Drastically Cutting SALT Deduction Could Cost Maryland Taxpayers Estimated $1.7 Billion in 2018 Alone; New Federal Tax Law Targets and Will Disproportionately Harm Maryland, While Interfering with States’ Rights to Make Own Fiscal Decisions

BALTIMORE, MD (July 17, 2018) – Maryland Attorney General Brian E. Frosh today joined a lawsuit to protect Maryland and its taxpayers from the drastic curtailment of the State and Local Tax (SALT) deduction. The lawsuit argues that the new SALT cap was enacted to target Maryland and similarly situated states, that it interferes with states’ rights to make their own fiscal decisions, and that it will disproportionately harm taxpayers in these states.

The 2017 federal tax law drastically reduced the deduction by capping it at $10,000. Maryland relies on state property and income taxes to fund a variety of critical services, including education, health care, public safety, and other priorities. More than 500,000 Marylanders will lose $6.5 billion in SALT deductions – an average of $11,800 per taxpayer. These changes will also have harmful collateral consequences for the State and its residents. With the decreased value of the property tax deduction, for example, many Marylanders will see decreases in the value of their homes. Maryland residents will have an incentive to move elsewhere, and attracting young families and skilled workers to the State will become more difficult, putting Maryland at a competitive disadvantage.

“Eliminating the SALT deduction will jack up taxes for more than half a million Marylanders,” said Attorney General Frosh. “It is an attack on state sovereignty. It will reduce funding for local law enforcement and for construction of infrastructure statewide, and it will cripple our ability to educate our kids.”

As set forth in the complaint, the law flies in the face of centuries of precedent, which establishes constitutional limits on the federal government’s ability to use its tax power to interfere with the
sovereign authority of the states. For the entire history of the United States, federal income tax law protected the sovereign interests of the states by providing a deduction for all or a significant portion of state and local taxes.
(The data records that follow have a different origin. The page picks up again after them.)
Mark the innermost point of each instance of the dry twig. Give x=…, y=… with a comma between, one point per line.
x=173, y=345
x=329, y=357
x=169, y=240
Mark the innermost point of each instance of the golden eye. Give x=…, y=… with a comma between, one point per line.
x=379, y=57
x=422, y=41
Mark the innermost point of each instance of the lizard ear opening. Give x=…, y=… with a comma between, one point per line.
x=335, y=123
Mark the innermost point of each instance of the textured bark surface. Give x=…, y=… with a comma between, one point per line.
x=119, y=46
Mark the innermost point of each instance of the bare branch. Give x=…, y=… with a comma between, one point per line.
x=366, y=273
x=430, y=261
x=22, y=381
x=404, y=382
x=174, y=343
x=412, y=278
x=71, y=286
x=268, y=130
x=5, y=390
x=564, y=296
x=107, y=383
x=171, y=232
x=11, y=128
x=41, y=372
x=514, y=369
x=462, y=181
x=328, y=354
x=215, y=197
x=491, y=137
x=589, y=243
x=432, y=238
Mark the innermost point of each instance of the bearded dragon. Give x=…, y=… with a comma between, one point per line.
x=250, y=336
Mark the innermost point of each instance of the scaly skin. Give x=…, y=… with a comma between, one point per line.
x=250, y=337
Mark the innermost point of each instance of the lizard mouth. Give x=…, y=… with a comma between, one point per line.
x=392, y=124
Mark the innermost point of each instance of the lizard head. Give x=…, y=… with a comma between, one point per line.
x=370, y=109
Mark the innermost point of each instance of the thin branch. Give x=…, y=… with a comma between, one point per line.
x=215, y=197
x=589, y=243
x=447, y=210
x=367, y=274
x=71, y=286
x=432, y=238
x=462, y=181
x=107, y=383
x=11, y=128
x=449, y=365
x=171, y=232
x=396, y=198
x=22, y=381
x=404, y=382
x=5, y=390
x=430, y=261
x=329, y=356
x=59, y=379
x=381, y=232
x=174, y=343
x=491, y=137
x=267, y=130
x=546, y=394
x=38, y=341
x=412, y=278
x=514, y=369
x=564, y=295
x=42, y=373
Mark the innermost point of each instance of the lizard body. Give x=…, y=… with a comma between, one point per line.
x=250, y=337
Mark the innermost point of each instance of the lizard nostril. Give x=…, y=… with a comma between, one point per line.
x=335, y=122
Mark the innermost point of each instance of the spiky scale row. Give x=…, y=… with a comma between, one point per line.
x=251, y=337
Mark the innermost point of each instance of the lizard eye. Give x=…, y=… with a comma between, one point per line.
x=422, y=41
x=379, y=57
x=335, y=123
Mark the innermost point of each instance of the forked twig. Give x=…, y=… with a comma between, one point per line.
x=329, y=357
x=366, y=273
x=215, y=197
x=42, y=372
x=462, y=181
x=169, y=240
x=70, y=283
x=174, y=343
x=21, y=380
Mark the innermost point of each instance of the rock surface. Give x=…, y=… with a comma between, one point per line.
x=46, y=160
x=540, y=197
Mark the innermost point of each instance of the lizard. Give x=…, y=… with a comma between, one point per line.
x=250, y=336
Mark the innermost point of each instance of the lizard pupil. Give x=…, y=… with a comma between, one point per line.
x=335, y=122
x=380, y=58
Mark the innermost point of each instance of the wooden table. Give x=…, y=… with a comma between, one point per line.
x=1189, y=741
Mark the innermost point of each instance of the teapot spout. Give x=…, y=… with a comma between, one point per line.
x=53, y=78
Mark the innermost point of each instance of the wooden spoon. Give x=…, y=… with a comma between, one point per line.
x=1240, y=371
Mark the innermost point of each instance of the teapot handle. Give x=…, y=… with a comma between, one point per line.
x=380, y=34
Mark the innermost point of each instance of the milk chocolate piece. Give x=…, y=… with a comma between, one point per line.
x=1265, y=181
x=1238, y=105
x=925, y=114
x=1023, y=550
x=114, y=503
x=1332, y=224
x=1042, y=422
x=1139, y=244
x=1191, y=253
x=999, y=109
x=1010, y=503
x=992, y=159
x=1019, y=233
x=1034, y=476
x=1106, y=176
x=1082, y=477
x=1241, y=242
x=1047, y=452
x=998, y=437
This uninterrupted history demonstrates that the cap on the SALT deduction is unconstitutional, as the lawsuit notes.

The lawsuit, filed today in the U.S. District Court for the Southern District of New York, was led by New York Attorney General Barbara Underwood and joined by the Attorneys General of Connecticut, Maryland, and New Jersey.

Among the other evidence cited in the complaint:

  • Policymakers openly talked about coercing states like Maryland to change their policy choices. Treasury Secretary Steve Mnuchin said that the change was intended to “send a
    message” to states to get them to change their taxation and fiscal policies. Stephen Moore, who advised the Trump campaign on tax policy, said it even more bluntly, calling
    the SALT changes “Death to Democrats.” The new provision will raise billions of dollars in federal taxes from Maryland and others in similarly situated states.
  • By depressing home values, the new provision will hurt taxpayers in Maryland and other states, while also reducing state tax revenues – forcing states to choose between higher tax rates or cutting investments in education, public services, and other vital programs.
  • The new cap on the SALT deduction also violates the constitutional principle of equal state sovereignty, by targeting a handful of states for unfavorable treatment based on their sovereign policy choices.

The lawsuit also highlights the enactment history of the Sixteenth Amendment, which confirms that the federal government’s tax power has limits, and that it cannot be used to intrude on the
sovereign authority of the states to determine their own taxation and fiscal policies.